What is the use of typecast in malloc? If I don't write the typecast in malloc then what will it return? (Why is typecasting required in malloc?)

I assume you mean something like this:

int *iptr = (int*)malloc(/* something */);

And in C, you do not have to (and should not) cast the return pointer from malloc. It's a void * and in C, it is implicitly converted to another pointer type.

int *iptr = malloc(/* something */);

Is the preferred form.

This does not apply to C++, which does not share the same void * implicit cast behavior.

You should never cast the return value of malloc(), in C. Doing so is:

• Unnecessary, since void * is compatible with any other pointer type (except function pointers, but that doesn't apply here).
• Potentially dangerous, since it can hide an error (missing declaration of the function).
• Cluttering, casts are long and often hard to read, so it just makes the code uglier.

So: there are no benefits, at least three drawbacks, and thus it should be avoided.

You're not required to cast the return value of malloc. This is discussed further in the C FAQ: http://c-faq.com/malloc/cast.html and http://c-faq.com/malloc/mallocnocast.html .

Just because malloc returns a void* and since void* has not defined size you can't apply pointer aritmetic on it.
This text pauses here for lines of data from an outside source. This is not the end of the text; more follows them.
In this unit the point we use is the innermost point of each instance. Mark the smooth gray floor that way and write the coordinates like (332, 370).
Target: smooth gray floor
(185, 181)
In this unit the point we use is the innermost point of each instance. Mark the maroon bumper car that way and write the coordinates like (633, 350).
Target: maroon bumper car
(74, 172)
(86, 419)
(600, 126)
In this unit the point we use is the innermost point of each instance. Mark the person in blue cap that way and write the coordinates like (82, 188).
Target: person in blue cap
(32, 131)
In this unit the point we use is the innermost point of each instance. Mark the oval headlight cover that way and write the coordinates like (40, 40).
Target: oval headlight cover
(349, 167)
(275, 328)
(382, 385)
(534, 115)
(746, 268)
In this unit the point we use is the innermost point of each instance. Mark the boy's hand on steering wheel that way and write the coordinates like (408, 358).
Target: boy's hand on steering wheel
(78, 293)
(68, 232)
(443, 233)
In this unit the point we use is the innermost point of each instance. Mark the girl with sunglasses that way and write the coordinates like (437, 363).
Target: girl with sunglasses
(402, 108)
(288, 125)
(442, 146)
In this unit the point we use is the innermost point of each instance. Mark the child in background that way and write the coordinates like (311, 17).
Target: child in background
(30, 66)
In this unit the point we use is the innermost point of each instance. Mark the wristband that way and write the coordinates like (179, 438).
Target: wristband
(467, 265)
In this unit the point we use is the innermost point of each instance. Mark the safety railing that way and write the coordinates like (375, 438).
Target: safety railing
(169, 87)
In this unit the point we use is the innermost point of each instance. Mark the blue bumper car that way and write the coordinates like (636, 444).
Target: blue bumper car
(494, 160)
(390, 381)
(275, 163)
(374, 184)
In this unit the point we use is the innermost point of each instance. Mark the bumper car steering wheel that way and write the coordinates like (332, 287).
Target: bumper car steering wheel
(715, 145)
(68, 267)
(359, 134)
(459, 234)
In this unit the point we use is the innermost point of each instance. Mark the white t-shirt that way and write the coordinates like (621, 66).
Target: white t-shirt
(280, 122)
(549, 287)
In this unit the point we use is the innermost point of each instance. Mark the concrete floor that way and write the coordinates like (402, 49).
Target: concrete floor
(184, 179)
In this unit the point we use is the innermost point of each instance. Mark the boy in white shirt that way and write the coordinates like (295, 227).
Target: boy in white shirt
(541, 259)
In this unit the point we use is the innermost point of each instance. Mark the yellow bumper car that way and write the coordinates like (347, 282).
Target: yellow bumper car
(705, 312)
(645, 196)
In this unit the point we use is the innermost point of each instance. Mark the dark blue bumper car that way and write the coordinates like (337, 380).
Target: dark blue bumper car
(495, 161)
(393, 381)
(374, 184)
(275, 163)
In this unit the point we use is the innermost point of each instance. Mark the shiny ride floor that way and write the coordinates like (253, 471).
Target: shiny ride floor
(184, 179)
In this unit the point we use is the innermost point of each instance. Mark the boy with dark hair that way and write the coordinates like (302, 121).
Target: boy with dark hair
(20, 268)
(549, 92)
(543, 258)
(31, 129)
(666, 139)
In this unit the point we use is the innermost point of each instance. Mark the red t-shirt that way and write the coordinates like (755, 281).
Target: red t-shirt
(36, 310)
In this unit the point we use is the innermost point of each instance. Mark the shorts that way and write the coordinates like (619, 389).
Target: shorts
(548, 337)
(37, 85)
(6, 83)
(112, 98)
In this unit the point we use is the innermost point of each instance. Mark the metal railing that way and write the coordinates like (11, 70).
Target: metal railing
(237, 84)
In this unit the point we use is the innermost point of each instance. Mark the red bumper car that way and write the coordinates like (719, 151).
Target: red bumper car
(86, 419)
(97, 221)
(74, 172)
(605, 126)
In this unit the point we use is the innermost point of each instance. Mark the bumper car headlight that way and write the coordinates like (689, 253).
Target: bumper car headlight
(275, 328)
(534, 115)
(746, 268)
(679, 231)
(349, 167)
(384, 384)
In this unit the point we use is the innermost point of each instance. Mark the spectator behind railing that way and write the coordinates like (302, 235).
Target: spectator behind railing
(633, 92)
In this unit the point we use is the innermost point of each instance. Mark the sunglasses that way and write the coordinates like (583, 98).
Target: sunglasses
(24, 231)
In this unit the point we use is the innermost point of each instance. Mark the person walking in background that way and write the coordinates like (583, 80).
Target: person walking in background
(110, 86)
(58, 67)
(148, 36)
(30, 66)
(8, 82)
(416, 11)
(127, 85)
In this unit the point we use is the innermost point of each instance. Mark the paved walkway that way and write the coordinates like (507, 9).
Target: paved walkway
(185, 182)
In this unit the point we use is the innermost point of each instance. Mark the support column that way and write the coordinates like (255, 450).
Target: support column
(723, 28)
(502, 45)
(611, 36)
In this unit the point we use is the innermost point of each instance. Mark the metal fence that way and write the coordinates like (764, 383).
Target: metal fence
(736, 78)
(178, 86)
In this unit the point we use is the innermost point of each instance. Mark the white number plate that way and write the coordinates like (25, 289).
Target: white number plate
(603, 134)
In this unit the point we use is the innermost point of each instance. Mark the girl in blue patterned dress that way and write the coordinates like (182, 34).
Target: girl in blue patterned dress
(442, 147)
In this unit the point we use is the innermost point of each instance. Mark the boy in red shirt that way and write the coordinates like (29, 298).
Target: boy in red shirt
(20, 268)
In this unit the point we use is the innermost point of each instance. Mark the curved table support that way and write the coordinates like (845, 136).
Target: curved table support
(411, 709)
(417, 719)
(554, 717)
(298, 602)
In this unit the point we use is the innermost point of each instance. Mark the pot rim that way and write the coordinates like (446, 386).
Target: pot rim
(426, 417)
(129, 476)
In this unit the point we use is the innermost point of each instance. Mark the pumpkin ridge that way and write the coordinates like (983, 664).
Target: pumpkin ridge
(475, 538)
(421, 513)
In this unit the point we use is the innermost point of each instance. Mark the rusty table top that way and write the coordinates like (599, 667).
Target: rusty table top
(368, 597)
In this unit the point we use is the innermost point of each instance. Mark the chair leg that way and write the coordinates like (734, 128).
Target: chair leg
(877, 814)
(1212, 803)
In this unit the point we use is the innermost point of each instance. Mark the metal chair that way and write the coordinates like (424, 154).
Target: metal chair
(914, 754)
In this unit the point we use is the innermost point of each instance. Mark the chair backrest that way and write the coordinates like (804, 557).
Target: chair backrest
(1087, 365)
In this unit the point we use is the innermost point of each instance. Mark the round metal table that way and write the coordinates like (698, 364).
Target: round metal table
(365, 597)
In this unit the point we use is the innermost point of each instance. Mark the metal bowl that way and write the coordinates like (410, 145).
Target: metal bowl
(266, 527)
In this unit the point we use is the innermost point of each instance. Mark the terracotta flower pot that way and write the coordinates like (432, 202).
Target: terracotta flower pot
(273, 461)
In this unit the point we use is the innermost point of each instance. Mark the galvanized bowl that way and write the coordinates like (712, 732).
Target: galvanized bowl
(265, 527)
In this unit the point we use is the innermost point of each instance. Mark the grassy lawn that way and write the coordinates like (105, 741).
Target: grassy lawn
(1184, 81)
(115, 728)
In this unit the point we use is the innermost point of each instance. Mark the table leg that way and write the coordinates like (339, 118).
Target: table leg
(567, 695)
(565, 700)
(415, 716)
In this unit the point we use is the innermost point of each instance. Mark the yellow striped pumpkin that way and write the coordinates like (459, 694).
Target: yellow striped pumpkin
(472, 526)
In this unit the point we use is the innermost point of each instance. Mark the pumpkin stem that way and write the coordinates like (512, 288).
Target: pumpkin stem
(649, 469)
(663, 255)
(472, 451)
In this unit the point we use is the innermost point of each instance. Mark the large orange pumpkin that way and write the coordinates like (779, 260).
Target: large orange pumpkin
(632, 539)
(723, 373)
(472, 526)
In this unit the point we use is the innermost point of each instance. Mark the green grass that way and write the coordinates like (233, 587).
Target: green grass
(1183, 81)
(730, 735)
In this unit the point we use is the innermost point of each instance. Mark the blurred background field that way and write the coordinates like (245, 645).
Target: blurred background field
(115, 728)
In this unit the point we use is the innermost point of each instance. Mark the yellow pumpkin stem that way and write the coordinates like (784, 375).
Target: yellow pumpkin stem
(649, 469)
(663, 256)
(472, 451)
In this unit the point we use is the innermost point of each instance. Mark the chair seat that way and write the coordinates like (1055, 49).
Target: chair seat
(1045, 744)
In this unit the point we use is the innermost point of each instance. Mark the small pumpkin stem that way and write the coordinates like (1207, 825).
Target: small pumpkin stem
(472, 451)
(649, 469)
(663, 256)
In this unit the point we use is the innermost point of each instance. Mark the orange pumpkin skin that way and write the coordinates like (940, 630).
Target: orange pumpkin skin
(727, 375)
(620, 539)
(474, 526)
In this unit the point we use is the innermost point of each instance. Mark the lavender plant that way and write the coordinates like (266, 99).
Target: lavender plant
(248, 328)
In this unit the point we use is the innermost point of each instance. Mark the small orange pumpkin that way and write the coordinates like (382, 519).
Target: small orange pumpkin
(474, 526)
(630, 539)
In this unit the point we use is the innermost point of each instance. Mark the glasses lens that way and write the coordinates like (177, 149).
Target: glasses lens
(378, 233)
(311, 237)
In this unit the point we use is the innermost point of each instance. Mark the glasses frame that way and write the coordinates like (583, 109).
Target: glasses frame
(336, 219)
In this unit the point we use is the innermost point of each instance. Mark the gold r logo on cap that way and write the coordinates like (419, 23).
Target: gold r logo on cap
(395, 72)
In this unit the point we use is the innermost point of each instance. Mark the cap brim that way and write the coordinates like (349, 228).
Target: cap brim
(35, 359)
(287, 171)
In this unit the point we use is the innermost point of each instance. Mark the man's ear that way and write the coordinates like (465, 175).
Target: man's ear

So you generally cast the pointer to the data type your allocated memory block actually points.

The answers are correct, I just have an advice:

• don't play with pointers - which malloc() returns - too much, cast them to a specified type asap;
• if you need to do some math with them, cast them to char*, so ptr++ will mean what you except: add 1 to it (the size of the datatype will be added, which is 1 for char).